旅籠で聞こえた祖母の声
どんな伝承か
大正十三年の話。語り手が山形県の師範学校の二年生だったとき、修学旅行で平泉を訪れ、その途中に一関の旅籠屋へ泊まった。薄暗くやたらと広い宿のせいか寝つけず、うとうとしかけると誰かが体にのしかかってくる。そのとき、自分を育ててくれた祖母の声が耳に届いた。幻聴であり、幻の祖母だったのだろうと本人は考えている。ところが山形へ帰ってみると、祖母はちょうどその頃に亡くなっていた。今でもよく思い出すが、恐ろしさはなく懐かしいだけだという。
※伝承地の場所は必ずしも正確ではありません
出典の文献について
現代民話考 4 夢の知らせ・火の玉・ぬけ出した魂(松谷みよ子・現代民話考・昭和50年代~60年代(推定))

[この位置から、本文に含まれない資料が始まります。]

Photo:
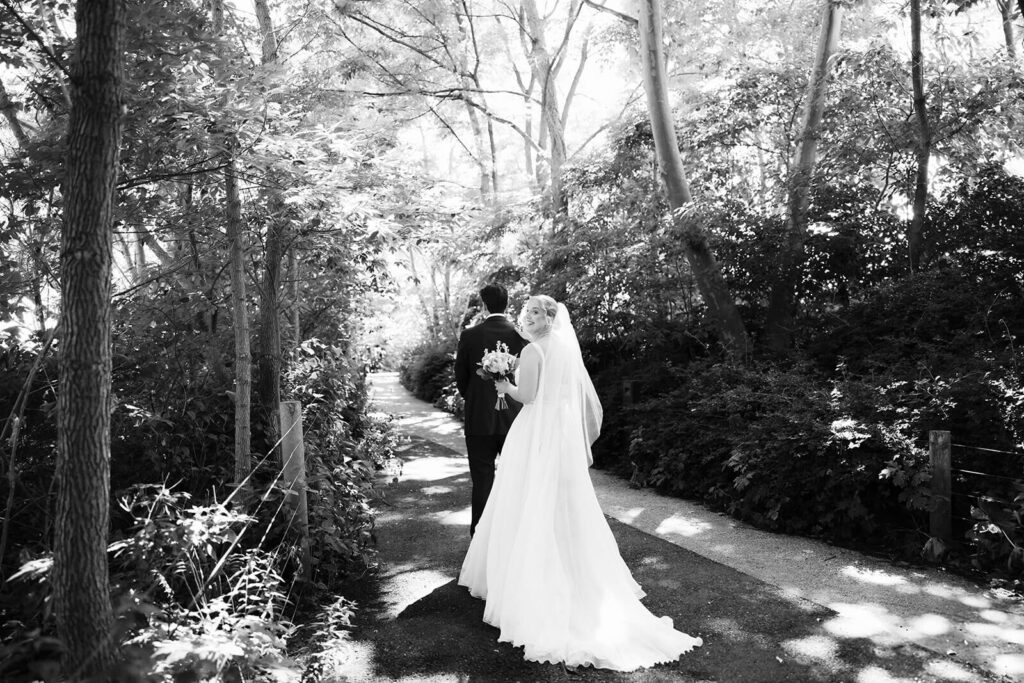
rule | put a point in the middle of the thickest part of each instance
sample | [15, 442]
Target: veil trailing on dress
[565, 380]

松谷みよ子『現代民話考 4 夢の知らせ・火の玉・ぬけ出した魂』を小話単位で全513話収録。夢のお告げ・予知夢、火の玉、ぬけ出した魂(離魂)など、心と生死の境にまつわる現代の民話を全国から採集し収録する。各話に採集地(都道府県・市区町村)と話者・回答者を可能な範囲で付す(県判明482話・市区町村判明386話、戦地や場所不明の話を含む)。原典は読者からの投稿・採訪に基づく現代民話の集成。